To pierwsze takie elektryczne BMW M
W przyszłości BMW zamierza wykorzystać specjalny samochód bezpieczeństwa do serii wyścigów motocykli elektrycznych MotoE. Safety car oparty na modelu BMW i4 M50, ma zasilanie elektryczne tak jak zawodnicy biorący udział w zawodach.
Niemiecki producent od lat dostarcza samochody bezpieczeństwa na motocyklowe mistrzostwa świata. Zawsze, kiedy Valentino Rossi, Marc Marquez lub Maverick Vinales mkną na swoich rakietach w MotoGP, nad ich bezpieczeństwem czuwają m.in. BMW M3 i M5 CS.

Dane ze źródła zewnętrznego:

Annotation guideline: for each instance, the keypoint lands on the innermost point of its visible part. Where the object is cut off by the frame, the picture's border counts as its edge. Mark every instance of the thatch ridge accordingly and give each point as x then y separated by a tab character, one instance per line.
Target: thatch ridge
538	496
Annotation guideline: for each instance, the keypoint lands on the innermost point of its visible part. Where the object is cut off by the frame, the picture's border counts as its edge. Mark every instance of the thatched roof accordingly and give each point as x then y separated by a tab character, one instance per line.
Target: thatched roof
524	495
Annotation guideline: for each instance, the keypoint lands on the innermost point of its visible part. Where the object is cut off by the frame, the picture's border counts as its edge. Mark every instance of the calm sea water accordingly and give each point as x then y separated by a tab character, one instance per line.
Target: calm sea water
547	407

Sportowa flota z logo BMW M zawsze była obecna na dużych imprezach jednośladów. Na potrzeby wyścigów MotoE producent stworzył własny samochód bezpieczeństwa dla serii elektrycznej, który jest absolutnie wyjątkowy.

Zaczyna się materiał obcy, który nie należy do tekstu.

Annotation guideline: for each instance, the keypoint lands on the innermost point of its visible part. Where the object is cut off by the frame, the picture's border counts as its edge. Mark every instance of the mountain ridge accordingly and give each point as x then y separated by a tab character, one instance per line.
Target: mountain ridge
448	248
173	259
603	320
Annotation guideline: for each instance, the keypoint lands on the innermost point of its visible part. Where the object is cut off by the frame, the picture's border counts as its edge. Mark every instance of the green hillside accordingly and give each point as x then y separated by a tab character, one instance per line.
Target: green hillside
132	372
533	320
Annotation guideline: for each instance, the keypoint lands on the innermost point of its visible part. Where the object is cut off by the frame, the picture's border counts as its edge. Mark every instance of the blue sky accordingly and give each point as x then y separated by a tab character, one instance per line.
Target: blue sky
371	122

Elektryczny safety car ze sportowym brzmieniem
Za bazę do nowego samochodu bezpieczeństwa posłużyło BMW i4 M50, którego wersja seryjna trafi do dealerów dopiero w listopadzie. Podobnie jak motocykle na torze wyścigowym, sportowy sedan jest również w pełni elektryczny. Silniki umieszczone na przedniej i tylnej osi, i4 M50 generują moc 544 KM (400 kW).
Sportowa konfiguracja podwozia zapewni, właściwą prezentację modelu na torze wyścigowym. Wisienką na torcie jest fakt, że dział M producenta opracował sztuczny dźwięk. Jak się okazuje, elektryczny samochód bezpieczeństwa będzie brzmiał sportowe brzmienie. W związku z tym fani napędów spalinowych mogą liczyć, że w przyszłości to rozwiązanie trafi do samochodów seryjnych.